You say you took another person to become your wife because you were left with several young children who required the care and protection of someone who might act as a substitute for the parent who had deserted them; but the law makes no allowance for bigamists with large families. Had you taken the other female to live with you as a concubine you would never have been interfered with by the law. But your crime consists in having — to use your own language — preferred to make an honest woman of her.
Another of your irrational excuses is that your wife had committed adultery, and so you thought you were relieved from treating her with any further consideration — but you were mistaken. The law in its wisdom points out a means by which you might rid yourself from further association with a woman who had dishonoured you; but you did not think proper to adopt it.
I will tell you what the process is. You ought first to have brought an action against your wife’s seducer if you could have discovered him; that might have cost you money, and you say you are a poor working man, but that is not the fault of the law. You would then be obliged to prove by evidence your wife’s criminality in a Court of Justice, and thus obtain a verdict with damages against the defendant, who was not unlikely to turn out a pauper. But so jealous is the law (which you ought to be aware is the perfection of reason) of the sanctity of the marriage tie, that in accomplishing all this you would only have fulfilled the lighter portion of your duty. You must then have gone, with your verdict in your hand, and petitioned the House of Lords for a divorce.
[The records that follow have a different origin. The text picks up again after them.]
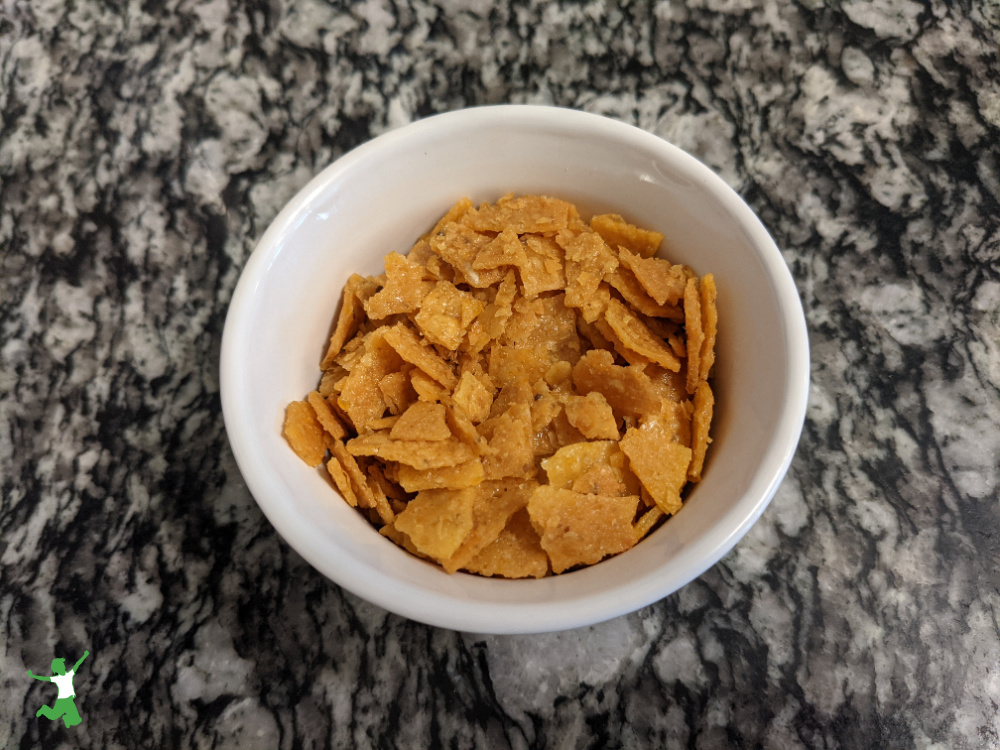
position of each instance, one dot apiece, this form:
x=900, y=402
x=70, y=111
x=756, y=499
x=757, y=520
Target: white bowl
x=381, y=197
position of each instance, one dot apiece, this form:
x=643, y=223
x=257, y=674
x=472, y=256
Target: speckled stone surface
x=145, y=146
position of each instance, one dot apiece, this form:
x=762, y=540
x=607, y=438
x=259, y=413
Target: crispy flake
x=422, y=421
x=495, y=503
x=661, y=465
x=331, y=424
x=472, y=397
x=459, y=476
x=446, y=314
x=516, y=553
x=578, y=529
x=701, y=420
x=628, y=390
x=618, y=232
x=437, y=521
x=529, y=213
x=710, y=322
x=636, y=336
x=409, y=347
x=695, y=333
x=420, y=454
x=592, y=416
x=663, y=281
x=304, y=433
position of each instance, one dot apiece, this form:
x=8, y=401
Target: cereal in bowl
x=522, y=394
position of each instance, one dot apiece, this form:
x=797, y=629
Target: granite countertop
x=145, y=146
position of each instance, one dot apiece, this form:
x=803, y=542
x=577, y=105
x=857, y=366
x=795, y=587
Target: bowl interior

It would cost you perhaps five or six hundred pounds and you do not seem to be worth as many pence. But it is the boast of the law that it is impartial, and makes no difference between the rich and the poor. The wealthiest man in the kingdom would have had to pay no less than that sum for the same luxury; so that you would have no reason to complain. You would, of course, have to prove your case over again, and at the end of a year, or possibly two, you might obtain a divorce which would enable you legally to do what you have thought proper to do without it.
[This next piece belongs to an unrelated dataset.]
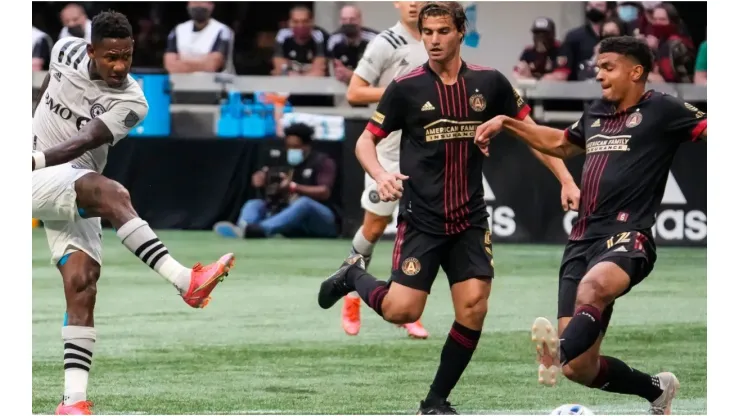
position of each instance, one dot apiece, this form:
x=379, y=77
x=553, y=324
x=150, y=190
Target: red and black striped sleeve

You have thus wilfully rejected the boon the legislature offered you, and it is my duty to pass upon you such sentence as I think your offence deserves, and that sentence is, that you be imprisoned for one day; and in as much as the present assizes are three days old, the result is that you will be immediately discharged.
R.B. Outhwaite, The Rise and Fall of the English Ecclesiastical Courts, 1500-1860, at 160-61 (2006) (paragraph breaks added), quoting the speech as reproduced in Roderick Phillips, Putting Asunder: A History of Divorce in Western Society 416-17 (1988).